When evaluating any RWD provider, I assess five dimensions. No single provider scores perfectly on all five. The goal is to find the best match for your specific question, patient population, and governance requirements.
1
Population Coverage and Representativeness
The first question is not how many patients are in the database — it is whether your patients are in the database.
Key questions to ask any provider: What is the payer mix of your covered population — commercial, Medicare, Medicaid, uninsured? What is the geographic distribution, and are certain states or regions underrepresented? What is the time lag between care delivery and data availability? How are specialty drug patients captured — many commercial claims databases have significant gaps in specialty pharmacy data.
For rare disease, this dimension is often disqualifying. A database covering 300 million commercially insured lives may contain only a few hundred confirmed patients with a condition affecting one in 50,000 people — not enough for meaningful analysis. In these cases, disease-specific registries, EHR networks with deep specialty coverage, or diagnostic lab data are often the only viable options.
2
Data Type and Clinical Depth
Different questions require different data. The major categories:
Administrative claims capture billing events — diagnoses, procedures, pharmacy fills, and provider encounters. Claims are longitudinal, comprehensive for covered services, and strong for treatment pattern analysis, market share measurement, and adherence tracking. Their limitation is clinical thinness: claims tell you what happened but rarely why, and they do not capture lab values, imaging findings, clinical notes, or disease severity.
Electronic health records (EHR) provide richer clinical detail — lab values, vital signs, physician notes, biomarkers, disease severity measures. This depth is essential for outcomes research and studies requiring granular patient characterization. The limitation is fragmentation: a patient treated across multiple health systems appears as multiple incomplete records unless those records are linked.
Specialty pharmacy data captures dispensing and refill records for specialty drugs — the most accurate source for specialty drug adherence, persistence, and real-world dosing patterns. This data is proprietary to the manufacturer and typically requires a hub or specialty pharmacy aggregation arrangement.
Patient registries are purpose-built for specific diseases, collecting standardized clinical data prospectively. Registry data has the highest clinical quality but the smallest population size. For rare diseases, well-curated registries — the Primary Immune Deficiency Foundation registry, the NHF Bleeding Disorders registry, HAE patient databases — are often the only credible source for outcomes research.

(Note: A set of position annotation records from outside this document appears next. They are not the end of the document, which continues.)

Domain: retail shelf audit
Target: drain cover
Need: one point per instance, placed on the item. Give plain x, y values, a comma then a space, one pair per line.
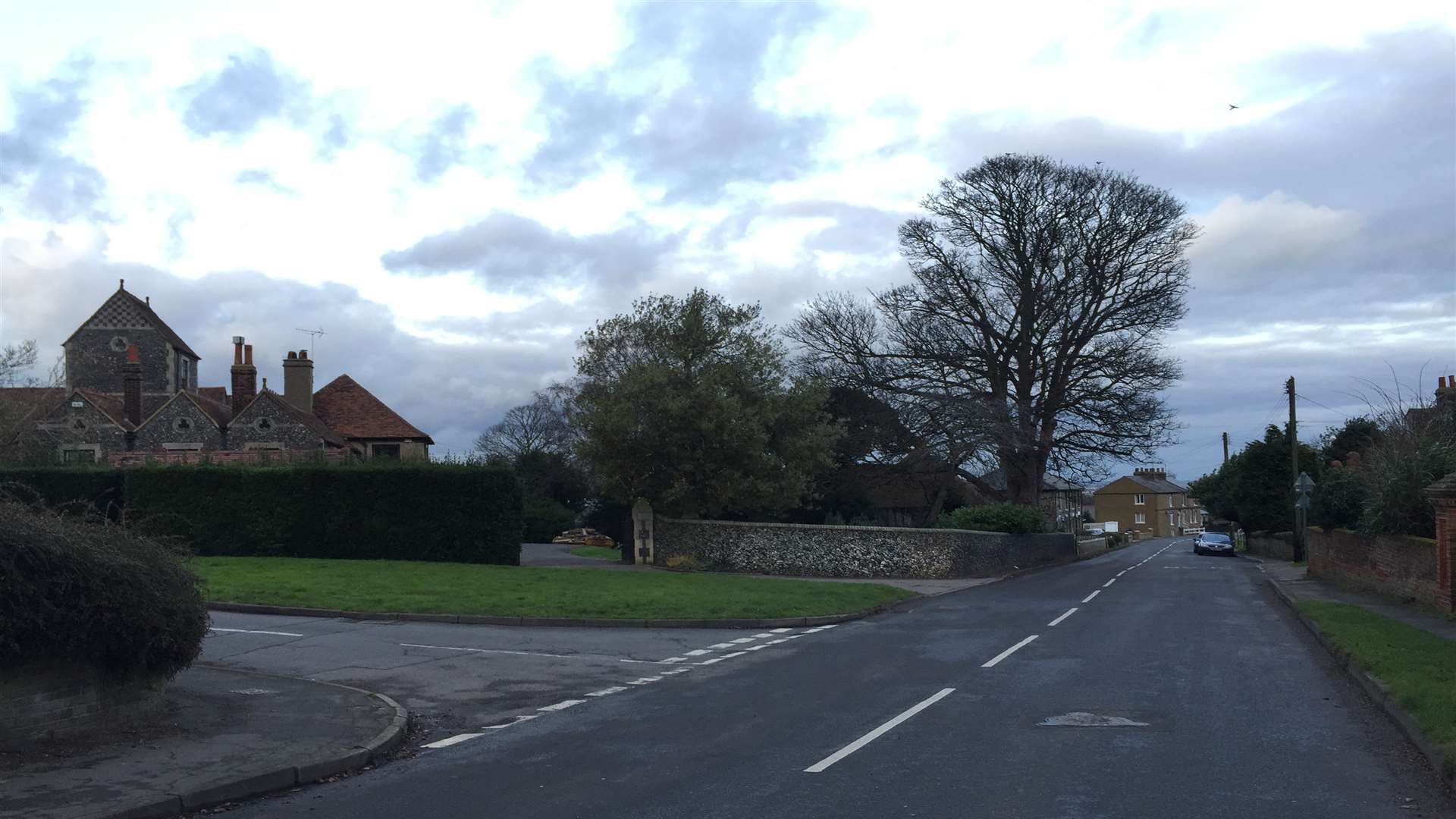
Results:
1084, 720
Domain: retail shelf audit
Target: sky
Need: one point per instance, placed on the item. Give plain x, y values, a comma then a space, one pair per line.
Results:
453, 193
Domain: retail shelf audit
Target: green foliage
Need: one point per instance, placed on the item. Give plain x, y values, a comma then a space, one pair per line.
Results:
545, 519
689, 404
95, 594
1014, 518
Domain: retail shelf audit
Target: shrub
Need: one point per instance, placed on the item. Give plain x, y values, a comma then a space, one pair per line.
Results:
545, 519
460, 513
1014, 518
95, 594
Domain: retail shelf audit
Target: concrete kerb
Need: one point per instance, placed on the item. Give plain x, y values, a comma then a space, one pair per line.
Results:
579, 623
259, 784
1375, 689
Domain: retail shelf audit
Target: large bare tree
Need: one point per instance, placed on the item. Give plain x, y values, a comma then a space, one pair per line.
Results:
1033, 333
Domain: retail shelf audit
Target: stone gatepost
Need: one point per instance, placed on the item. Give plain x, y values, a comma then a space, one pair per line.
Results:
642, 532
1443, 496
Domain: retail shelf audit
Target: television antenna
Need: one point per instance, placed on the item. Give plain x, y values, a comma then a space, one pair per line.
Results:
313, 337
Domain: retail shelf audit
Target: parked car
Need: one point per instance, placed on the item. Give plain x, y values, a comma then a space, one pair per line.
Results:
1213, 544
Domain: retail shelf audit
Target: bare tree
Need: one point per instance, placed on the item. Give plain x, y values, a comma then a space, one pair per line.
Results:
1031, 335
536, 428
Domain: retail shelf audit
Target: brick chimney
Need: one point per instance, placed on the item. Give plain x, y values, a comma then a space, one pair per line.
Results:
297, 381
245, 375
131, 387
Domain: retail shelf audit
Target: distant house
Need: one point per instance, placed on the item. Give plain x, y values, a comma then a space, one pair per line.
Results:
1147, 502
131, 394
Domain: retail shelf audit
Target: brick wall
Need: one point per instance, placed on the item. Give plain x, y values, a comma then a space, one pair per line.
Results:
39, 703
852, 551
1398, 566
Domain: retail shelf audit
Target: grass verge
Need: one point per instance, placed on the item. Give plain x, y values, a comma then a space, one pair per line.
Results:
1419, 667
453, 588
599, 553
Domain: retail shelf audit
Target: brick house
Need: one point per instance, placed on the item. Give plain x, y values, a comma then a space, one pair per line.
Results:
131, 394
1149, 503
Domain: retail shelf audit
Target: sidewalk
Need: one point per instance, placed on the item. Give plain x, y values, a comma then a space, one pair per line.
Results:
229, 735
1299, 585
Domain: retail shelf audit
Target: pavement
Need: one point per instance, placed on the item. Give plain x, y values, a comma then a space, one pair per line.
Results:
228, 735
1144, 682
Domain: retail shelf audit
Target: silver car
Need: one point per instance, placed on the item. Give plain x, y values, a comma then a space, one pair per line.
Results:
1213, 544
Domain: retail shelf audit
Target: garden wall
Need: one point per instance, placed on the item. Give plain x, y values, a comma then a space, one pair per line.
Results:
851, 551
1398, 566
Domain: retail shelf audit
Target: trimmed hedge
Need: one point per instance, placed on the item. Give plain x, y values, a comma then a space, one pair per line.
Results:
93, 594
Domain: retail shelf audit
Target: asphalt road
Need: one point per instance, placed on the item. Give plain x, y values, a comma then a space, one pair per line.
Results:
1207, 698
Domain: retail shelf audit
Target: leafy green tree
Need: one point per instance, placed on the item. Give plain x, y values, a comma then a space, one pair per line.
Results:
689, 404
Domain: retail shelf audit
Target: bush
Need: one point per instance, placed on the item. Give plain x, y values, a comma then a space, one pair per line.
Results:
460, 513
95, 594
545, 519
1014, 518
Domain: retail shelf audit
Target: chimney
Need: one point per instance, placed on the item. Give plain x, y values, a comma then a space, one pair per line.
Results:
297, 381
245, 375
131, 387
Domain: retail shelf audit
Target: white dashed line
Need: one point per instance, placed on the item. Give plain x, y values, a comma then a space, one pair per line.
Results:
450, 741
1063, 617
877, 733
1008, 651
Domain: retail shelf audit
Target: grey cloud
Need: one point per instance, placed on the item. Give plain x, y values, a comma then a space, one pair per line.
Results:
235, 99
693, 140
34, 162
511, 253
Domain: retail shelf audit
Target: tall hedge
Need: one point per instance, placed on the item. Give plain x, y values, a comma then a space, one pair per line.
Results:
93, 594
369, 510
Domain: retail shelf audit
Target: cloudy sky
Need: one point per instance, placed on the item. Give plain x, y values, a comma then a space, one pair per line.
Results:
453, 193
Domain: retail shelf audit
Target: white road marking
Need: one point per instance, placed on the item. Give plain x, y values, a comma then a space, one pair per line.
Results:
1008, 651
1063, 617
501, 651
450, 741
561, 706
877, 733
251, 632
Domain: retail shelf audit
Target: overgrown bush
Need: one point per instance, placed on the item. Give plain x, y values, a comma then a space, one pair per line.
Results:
545, 519
1014, 518
95, 594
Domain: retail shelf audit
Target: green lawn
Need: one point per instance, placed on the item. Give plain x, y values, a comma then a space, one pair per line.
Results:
601, 553
1419, 667
453, 588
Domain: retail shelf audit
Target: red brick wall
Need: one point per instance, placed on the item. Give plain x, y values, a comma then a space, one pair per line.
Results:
1398, 566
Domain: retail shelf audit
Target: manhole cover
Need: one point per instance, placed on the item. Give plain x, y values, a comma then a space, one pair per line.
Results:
1084, 720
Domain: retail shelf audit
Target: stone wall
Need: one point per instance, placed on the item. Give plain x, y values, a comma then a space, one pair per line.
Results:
39, 703
852, 551
1397, 566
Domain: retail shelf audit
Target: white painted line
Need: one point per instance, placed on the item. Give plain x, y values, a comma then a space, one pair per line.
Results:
450, 741
1065, 615
1008, 651
498, 651
251, 632
823, 764
561, 706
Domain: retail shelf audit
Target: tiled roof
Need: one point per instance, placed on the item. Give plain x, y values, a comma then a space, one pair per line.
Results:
353, 411
124, 309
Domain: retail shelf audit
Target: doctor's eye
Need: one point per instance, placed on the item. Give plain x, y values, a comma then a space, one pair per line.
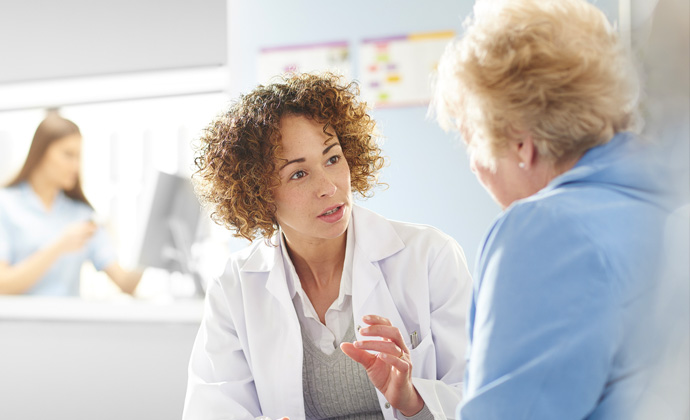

Diagnostic and laboratory data is the most underappreciated data type in pharma RWD strategy — and the one that diagnostic companies like Quest Diagnostics and LabCorp have quietly built into significant data businesses. Lab data contains something neither claims nor EHR reliably provides: actual measured biomarker values. Creatinine trends, HbA1c trajectories, eGFR progression, PSA levels, CBC results, genetic panel findings — this is the clinical signal that drives treatment decisions and defines patient eligibility for many therapies. Lab data is also a powerful patient identification engine: an abnormal result often precedes an ICD-10 diagnosis code by months or years.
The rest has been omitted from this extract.